Emmerson’s picture is not a very good one, although recognizable. It was taken in 1880.

      If Superintendent Thomas Byrnes had written his book about famous professional crimes rather than criminals, the October 27, 1878 robbery of the Manhattan Savings Institution would likely have been his centerpiece. Not only did it involve several of the most skilled, veteran thieves of the age, but the planning of the crime involved mastermind George Leslie, who was murdered before the attempt was finally made; and the consequences of the robbery had lasting effects on the careers of all involved. It was never fully revealed; and so it was talked about and rehashed for a generation.

      Banjo Pete Ellis’s adult life centered around the Manhattan Savings Institution robbery, and he died an old man in the company of others involved in that crime. Byrnes was correct about Pete’s real name, but off the mark about his origins. He was born near Kennebunkport, Maine to Thomas and Sophia Ellis, who maintained a large family that dispersed during the Civil War years.

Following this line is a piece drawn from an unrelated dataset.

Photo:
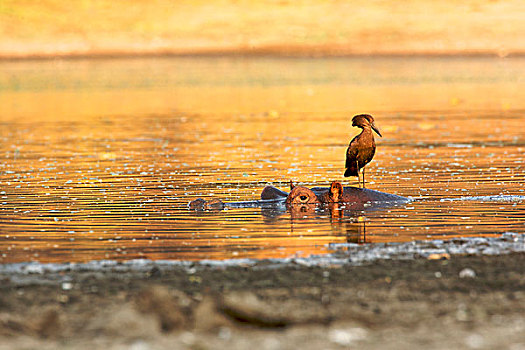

Pete Ellis joined the 1st Maine Volunteers in 1864 as a sharpshooter, and saw nine months of action, rising from a private to a corporal.

      After the war, Ellis gravitated toward Philadelphia and New York, and by all accounts he became a minstrel performer, eventually joining a famous minstrel act, Sam Devere’s company. There’s no evidence that Ellis ever rose to the level of being a billed name. Devere happened to have an apartment in New York next to the budding criminal genius, George L. Leslie, and the two often socialized together. It can be assumed that it was through Devere that Pete Ellis was introduced to George Leslie; and through Leslie, to Marm Mandelbaum and other veteran bank thieves, like Jimmy Hope and Abe Coakley.

      Pete was said to have been in on the 1869 Ocean National Bank robbery in New York, organized by Leslie and Mark Shinburn, and executed by Jimmy Hope, Abe Coakley, Johnny Dobbs, Shang Draper, and Red Leary. Pete’s name was never associated with this crime until years later.

      In Byrnes’ entry for thief Dave Cummings, Byrnes mentions that Banjo Pete and George Leslie joined Cummings for an 1873 robbery of a bank in Macon, Georgia; and that they were arrested in Washington, D.C. and forced to return the $50,000 taken. This event can not be found in any newspaper archives.

      Pete and Abe Coakley were arrested by Byrnes in Philadelphia in April, 1880, for the Manhattan Savings Institution robbery of 1878. Byrnes had been under intense pressure to make more arrests in the case, and knowing that elements of the Philadelphia police were protecting Jimmy Hope, he took the drastic measure of making the arrest of Coakley and Ellis himself while in Philadelphia, accompanied by a local officer he trusted. Ellis was identified as the man who carried deposit boxes from the vault; though years later, Sophie Lyons wrote that Pete’s role had been to put on the fake whiskers and imitate the night watchman. When arrested, newspapers commented that Ellis had no known history. After being detained for five months in the Tombs (New York City’s Detention Center), Ellis was released.

      According to Byrnes, Ellis committed a string of robberies between 1881 and 1883 with John Nugent (an ex-policeman also involved with the Manhattan Savings job) and Ned Farrelly. However, the only time he was caught was in July, 1883, when he, Nugent, and Farrelly attacked a bank cashier transporting a satchel of money while he was seating himself on a train in Hoboken, New Jersey.

      Pete Ellis received ten years in New Jersey’s State Prison for this crime, and the public never heard from him again. After his release in the late 1890s, Pete returned to New York City and in 1898 married Jimmy Hope’s daughter, Ellen “Nellie” Hope. In 1900, he listed his occupation as “dry goods.” In 1910, he was an agent for the water company, and lived in the same house with Jimmy Hope’s sons, Johnny and Harry–a situation that continued for many years, until Pete’s death in 1919 at about 75 years of age. By that time, Pete had been the de facto leader of the Hope family for a dozen years, model citizens all.